Figure 3 plots the difference between concurrent daily average transmissometer bext and daily reconstructed bext from speciated aerosol data at Big Bend and Guadalupe Mts. National Parks for the period 1989 – 2001. Examination of the plots shows:
Two possibilities that would describe the timelines presented in Figures 1-3 are: (1) the transmissometer data is correct and some mechanism is causing multiple rapidly varying incremental changes in the speciated aerosol data; or (2) the speciated aerosol data is reasonably consistent and errors in estimates of IO are causing these step functions.
To investigate this issue a second transmissometer was installed at Big Bend in 2000 operating along the same path as the existing system, but about 30 m higher above the surface. Figure 4 plots various analyses of the dual Big Bend transmissometers. The same rapid, varying in intensity offsets are seen in the delta bext between the two transmissometers as seen in the transmissometer-aerosol delta bext in Figure 3.

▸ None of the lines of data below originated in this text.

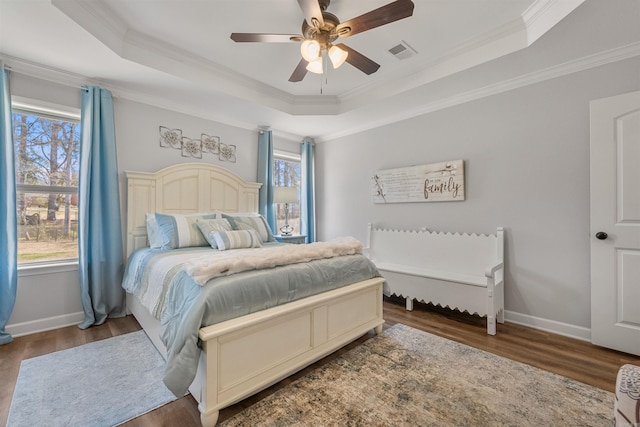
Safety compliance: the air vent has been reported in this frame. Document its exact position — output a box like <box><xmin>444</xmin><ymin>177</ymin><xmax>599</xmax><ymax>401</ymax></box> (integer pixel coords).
<box><xmin>389</xmin><ymin>40</ymin><xmax>417</xmax><ymax>59</ymax></box>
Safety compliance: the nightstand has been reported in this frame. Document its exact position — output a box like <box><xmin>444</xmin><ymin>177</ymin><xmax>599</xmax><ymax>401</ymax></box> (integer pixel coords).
<box><xmin>275</xmin><ymin>234</ymin><xmax>307</xmax><ymax>245</ymax></box>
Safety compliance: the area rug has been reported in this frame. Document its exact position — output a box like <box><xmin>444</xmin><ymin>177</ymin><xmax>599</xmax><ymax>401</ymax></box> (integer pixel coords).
<box><xmin>220</xmin><ymin>324</ymin><xmax>614</xmax><ymax>427</ymax></box>
<box><xmin>7</xmin><ymin>331</ymin><xmax>175</xmax><ymax>427</ymax></box>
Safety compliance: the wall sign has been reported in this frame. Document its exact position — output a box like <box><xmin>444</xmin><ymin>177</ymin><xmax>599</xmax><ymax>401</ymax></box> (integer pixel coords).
<box><xmin>371</xmin><ymin>160</ymin><xmax>465</xmax><ymax>203</ymax></box>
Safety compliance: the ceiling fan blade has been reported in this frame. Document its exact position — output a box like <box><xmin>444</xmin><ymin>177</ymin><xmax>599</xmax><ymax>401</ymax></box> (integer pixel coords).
<box><xmin>231</xmin><ymin>33</ymin><xmax>303</xmax><ymax>43</ymax></box>
<box><xmin>289</xmin><ymin>58</ymin><xmax>309</xmax><ymax>83</ymax></box>
<box><xmin>336</xmin><ymin>43</ymin><xmax>380</xmax><ymax>74</ymax></box>
<box><xmin>336</xmin><ymin>0</ymin><xmax>414</xmax><ymax>37</ymax></box>
<box><xmin>298</xmin><ymin>0</ymin><xmax>324</xmax><ymax>28</ymax></box>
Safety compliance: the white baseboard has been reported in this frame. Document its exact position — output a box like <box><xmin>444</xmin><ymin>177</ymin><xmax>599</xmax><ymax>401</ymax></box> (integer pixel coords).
<box><xmin>5</xmin><ymin>312</ymin><xmax>84</xmax><ymax>337</ymax></box>
<box><xmin>6</xmin><ymin>310</ymin><xmax>591</xmax><ymax>341</ymax></box>
<box><xmin>504</xmin><ymin>310</ymin><xmax>591</xmax><ymax>342</ymax></box>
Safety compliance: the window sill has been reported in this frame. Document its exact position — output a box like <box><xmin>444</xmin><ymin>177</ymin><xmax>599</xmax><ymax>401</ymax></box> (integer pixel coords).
<box><xmin>18</xmin><ymin>260</ymin><xmax>78</xmax><ymax>277</ymax></box>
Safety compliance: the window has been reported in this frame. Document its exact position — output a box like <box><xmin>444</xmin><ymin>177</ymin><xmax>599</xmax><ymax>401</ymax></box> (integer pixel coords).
<box><xmin>13</xmin><ymin>102</ymin><xmax>80</xmax><ymax>264</ymax></box>
<box><xmin>273</xmin><ymin>150</ymin><xmax>300</xmax><ymax>234</ymax></box>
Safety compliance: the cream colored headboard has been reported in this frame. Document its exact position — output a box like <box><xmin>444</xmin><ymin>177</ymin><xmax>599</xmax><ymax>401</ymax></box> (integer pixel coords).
<box><xmin>125</xmin><ymin>163</ymin><xmax>262</xmax><ymax>257</ymax></box>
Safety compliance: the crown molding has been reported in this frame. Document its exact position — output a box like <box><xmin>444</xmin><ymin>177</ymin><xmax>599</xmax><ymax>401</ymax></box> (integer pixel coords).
<box><xmin>318</xmin><ymin>42</ymin><xmax>640</xmax><ymax>142</ymax></box>
<box><xmin>52</xmin><ymin>0</ymin><xmax>584</xmax><ymax>116</ymax></box>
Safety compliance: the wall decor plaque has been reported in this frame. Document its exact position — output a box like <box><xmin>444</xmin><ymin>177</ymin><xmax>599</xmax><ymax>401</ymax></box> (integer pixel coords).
<box><xmin>371</xmin><ymin>160</ymin><xmax>465</xmax><ymax>203</ymax></box>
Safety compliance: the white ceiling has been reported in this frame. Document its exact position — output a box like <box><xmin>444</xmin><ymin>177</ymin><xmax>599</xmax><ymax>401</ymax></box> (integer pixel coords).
<box><xmin>0</xmin><ymin>0</ymin><xmax>584</xmax><ymax>140</ymax></box>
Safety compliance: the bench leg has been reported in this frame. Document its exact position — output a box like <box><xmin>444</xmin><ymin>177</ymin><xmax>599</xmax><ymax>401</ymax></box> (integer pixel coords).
<box><xmin>405</xmin><ymin>297</ymin><xmax>413</xmax><ymax>311</ymax></box>
<box><xmin>487</xmin><ymin>315</ymin><xmax>496</xmax><ymax>335</ymax></box>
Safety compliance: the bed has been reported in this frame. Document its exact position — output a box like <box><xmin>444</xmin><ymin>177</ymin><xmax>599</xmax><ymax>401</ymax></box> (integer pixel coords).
<box><xmin>123</xmin><ymin>163</ymin><xmax>384</xmax><ymax>426</ymax></box>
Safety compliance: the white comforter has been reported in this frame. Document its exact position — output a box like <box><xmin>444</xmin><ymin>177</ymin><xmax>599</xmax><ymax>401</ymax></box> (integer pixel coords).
<box><xmin>184</xmin><ymin>237</ymin><xmax>362</xmax><ymax>286</ymax></box>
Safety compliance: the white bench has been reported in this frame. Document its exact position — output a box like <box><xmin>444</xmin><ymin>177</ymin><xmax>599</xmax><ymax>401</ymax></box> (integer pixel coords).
<box><xmin>366</xmin><ymin>224</ymin><xmax>504</xmax><ymax>335</ymax></box>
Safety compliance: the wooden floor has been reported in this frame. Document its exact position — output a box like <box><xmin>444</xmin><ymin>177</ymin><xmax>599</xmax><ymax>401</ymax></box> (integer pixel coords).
<box><xmin>0</xmin><ymin>300</ymin><xmax>640</xmax><ymax>427</ymax></box>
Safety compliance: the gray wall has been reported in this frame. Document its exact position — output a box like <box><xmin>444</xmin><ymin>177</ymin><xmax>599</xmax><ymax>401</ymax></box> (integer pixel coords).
<box><xmin>8</xmin><ymin>0</ymin><xmax>640</xmax><ymax>339</ymax></box>
<box><xmin>7</xmin><ymin>77</ymin><xmax>299</xmax><ymax>335</ymax></box>
<box><xmin>316</xmin><ymin>58</ymin><xmax>640</xmax><ymax>338</ymax></box>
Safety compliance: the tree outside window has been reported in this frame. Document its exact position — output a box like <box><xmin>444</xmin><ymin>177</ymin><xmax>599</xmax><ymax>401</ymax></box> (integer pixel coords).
<box><xmin>13</xmin><ymin>107</ymin><xmax>80</xmax><ymax>263</ymax></box>
<box><xmin>273</xmin><ymin>152</ymin><xmax>300</xmax><ymax>234</ymax></box>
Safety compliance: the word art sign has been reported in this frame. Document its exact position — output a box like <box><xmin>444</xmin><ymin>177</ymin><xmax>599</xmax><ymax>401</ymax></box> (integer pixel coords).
<box><xmin>371</xmin><ymin>160</ymin><xmax>464</xmax><ymax>203</ymax></box>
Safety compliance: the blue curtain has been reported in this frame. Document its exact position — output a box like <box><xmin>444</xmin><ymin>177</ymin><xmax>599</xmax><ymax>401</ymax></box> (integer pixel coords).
<box><xmin>0</xmin><ymin>62</ymin><xmax>18</xmax><ymax>344</ymax></box>
<box><xmin>78</xmin><ymin>86</ymin><xmax>125</xmax><ymax>329</ymax></box>
<box><xmin>258</xmin><ymin>130</ymin><xmax>277</xmax><ymax>232</ymax></box>
<box><xmin>300</xmin><ymin>138</ymin><xmax>316</xmax><ymax>243</ymax></box>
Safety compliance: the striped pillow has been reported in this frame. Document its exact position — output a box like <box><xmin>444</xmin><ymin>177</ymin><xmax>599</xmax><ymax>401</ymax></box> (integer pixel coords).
<box><xmin>196</xmin><ymin>219</ymin><xmax>233</xmax><ymax>249</ymax></box>
<box><xmin>156</xmin><ymin>213</ymin><xmax>216</xmax><ymax>249</ymax></box>
<box><xmin>222</xmin><ymin>214</ymin><xmax>276</xmax><ymax>242</ymax></box>
<box><xmin>213</xmin><ymin>230</ymin><xmax>262</xmax><ymax>251</ymax></box>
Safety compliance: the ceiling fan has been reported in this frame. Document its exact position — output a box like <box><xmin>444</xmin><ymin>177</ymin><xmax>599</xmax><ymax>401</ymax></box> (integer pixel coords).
<box><xmin>231</xmin><ymin>0</ymin><xmax>414</xmax><ymax>82</ymax></box>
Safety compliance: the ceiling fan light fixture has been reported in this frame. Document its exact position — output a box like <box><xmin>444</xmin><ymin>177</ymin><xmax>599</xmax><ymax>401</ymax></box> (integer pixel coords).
<box><xmin>329</xmin><ymin>46</ymin><xmax>349</xmax><ymax>68</ymax></box>
<box><xmin>300</xmin><ymin>39</ymin><xmax>321</xmax><ymax>62</ymax></box>
<box><xmin>307</xmin><ymin>56</ymin><xmax>322</xmax><ymax>74</ymax></box>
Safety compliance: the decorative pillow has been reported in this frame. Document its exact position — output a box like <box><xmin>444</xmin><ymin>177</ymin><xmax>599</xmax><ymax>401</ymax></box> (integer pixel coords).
<box><xmin>196</xmin><ymin>218</ymin><xmax>233</xmax><ymax>249</ymax></box>
<box><xmin>222</xmin><ymin>214</ymin><xmax>276</xmax><ymax>242</ymax></box>
<box><xmin>146</xmin><ymin>213</ymin><xmax>162</xmax><ymax>249</ymax></box>
<box><xmin>156</xmin><ymin>213</ymin><xmax>215</xmax><ymax>249</ymax></box>
<box><xmin>213</xmin><ymin>230</ymin><xmax>262</xmax><ymax>251</ymax></box>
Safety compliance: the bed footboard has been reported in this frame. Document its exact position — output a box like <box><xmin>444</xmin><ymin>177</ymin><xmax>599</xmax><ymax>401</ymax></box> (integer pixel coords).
<box><xmin>194</xmin><ymin>278</ymin><xmax>384</xmax><ymax>427</ymax></box>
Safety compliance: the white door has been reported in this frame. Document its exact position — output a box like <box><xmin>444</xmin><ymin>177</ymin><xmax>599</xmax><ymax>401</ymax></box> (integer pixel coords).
<box><xmin>591</xmin><ymin>92</ymin><xmax>640</xmax><ymax>355</ymax></box>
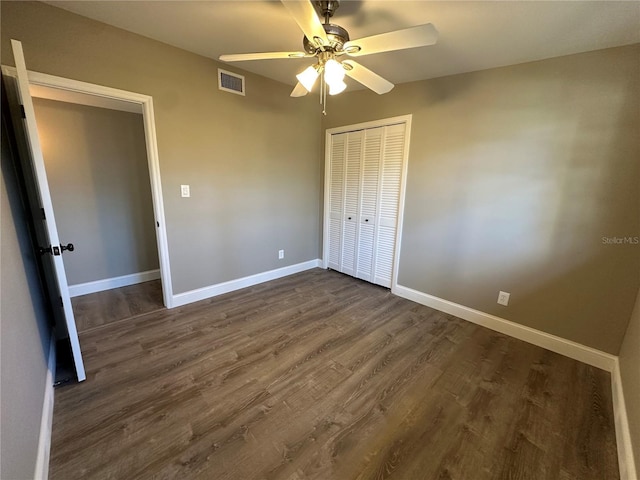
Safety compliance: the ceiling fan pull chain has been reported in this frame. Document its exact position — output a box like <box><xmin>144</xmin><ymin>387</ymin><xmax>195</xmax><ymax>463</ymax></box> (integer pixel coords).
<box><xmin>321</xmin><ymin>71</ymin><xmax>327</xmax><ymax>115</ymax></box>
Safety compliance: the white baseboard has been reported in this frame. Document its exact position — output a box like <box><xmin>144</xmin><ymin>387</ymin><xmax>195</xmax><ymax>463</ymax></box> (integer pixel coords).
<box><xmin>171</xmin><ymin>259</ymin><xmax>322</xmax><ymax>308</ymax></box>
<box><xmin>33</xmin><ymin>335</ymin><xmax>56</xmax><ymax>480</ymax></box>
<box><xmin>69</xmin><ymin>270</ymin><xmax>160</xmax><ymax>297</ymax></box>
<box><xmin>611</xmin><ymin>358</ymin><xmax>638</xmax><ymax>480</ymax></box>
<box><xmin>393</xmin><ymin>285</ymin><xmax>618</xmax><ymax>372</ymax></box>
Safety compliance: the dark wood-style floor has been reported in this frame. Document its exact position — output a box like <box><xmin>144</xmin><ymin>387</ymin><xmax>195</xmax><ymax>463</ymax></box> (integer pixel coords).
<box><xmin>50</xmin><ymin>269</ymin><xmax>619</xmax><ymax>480</ymax></box>
<box><xmin>71</xmin><ymin>280</ymin><xmax>164</xmax><ymax>332</ymax></box>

Figure 5 presents the difference between concurrent daily average transmissometer bext and daily reconstructed bext from speciated aerosol data for the dual Big Bend transmissometers (same analysis as Figure 3). For 2000 and the first half of 2001 the new BIBE2 system agrees better with reconstructed aerosol bext than the original BIBE1 system. After mid-2001, the agreement is reversed.
Conclusion
This brief example emphasizes the extreme care that must be taken when using only transmissometer data in long-term trend analyses. It is quite clear that relying only on transmissometer data without examining concurrent co-located nephelometer and/or speciated aerosol data is dangerous often will lead to misleading conclusions. Each specific site must be critically examined using all concurrent nephelometer and aerosol data before any confidence can be placed in the transmissometer data.
Figure 1: Daily average transmissometer bext timeline at Big Bend and Guadalupe Mts. National Parks 1988 – 2001 for IMPROVE aerosol sampling days. Daily average bext has a minimum of 12 hourly non-flagged transmissometer bext values.
Figure 2: Daily average aerosol reconstructed bext timeline at Big Bend and Guadalupe Mts. National Parks 1988 – 2001. Aerosol bext is calculated using the IMPROVE algorithm. The daily f(rh) employed is the average of all hourly f(rh) calculated from measured onsite hourly relative humidity data that corresponds to the bext hours used in the average bext calculation.
Figure 3: Daily delta bext (transmissometer bext – aerosol bext) timeline at Big Bend and Guadalupe Mts. National Parks 1988 – 2001. Daily average bext has a minimum of 12 hourly non-flagged transmissometer bext values. Aerosol bext is calculated using the IMPROVE algorithm. The daily f(rh) employed is the average of all hourly f(rh) calculated from measured onsite hourly relative humidity data that corresponds to the bext hours used in the average bext calculation.
Figure 4: Hourly transmissometer bext data for Big Bend National Park dual transmissometer experiment. BIBE1 is the original system. BIBE2 operates along the same path length only about 30 m higher above the surface.
Figure 5: Daily delta bext (transmissometer bext – aerosol bext) timeline at Big Bend National Park 2000 – 2001 for the dual transmissometers (BIBE1 and BIBE2). Daily average bext has a minimum of 12 hourly non-flagged transmissometer bext values. Aerosol bext is calculated using the IMPROVE algorithm. The daily f(rh) employed is the average of all hourly f(rh) calculated from measured onsite hourly relative humidity data that corresponds to the bext hours used in the average bext calculation.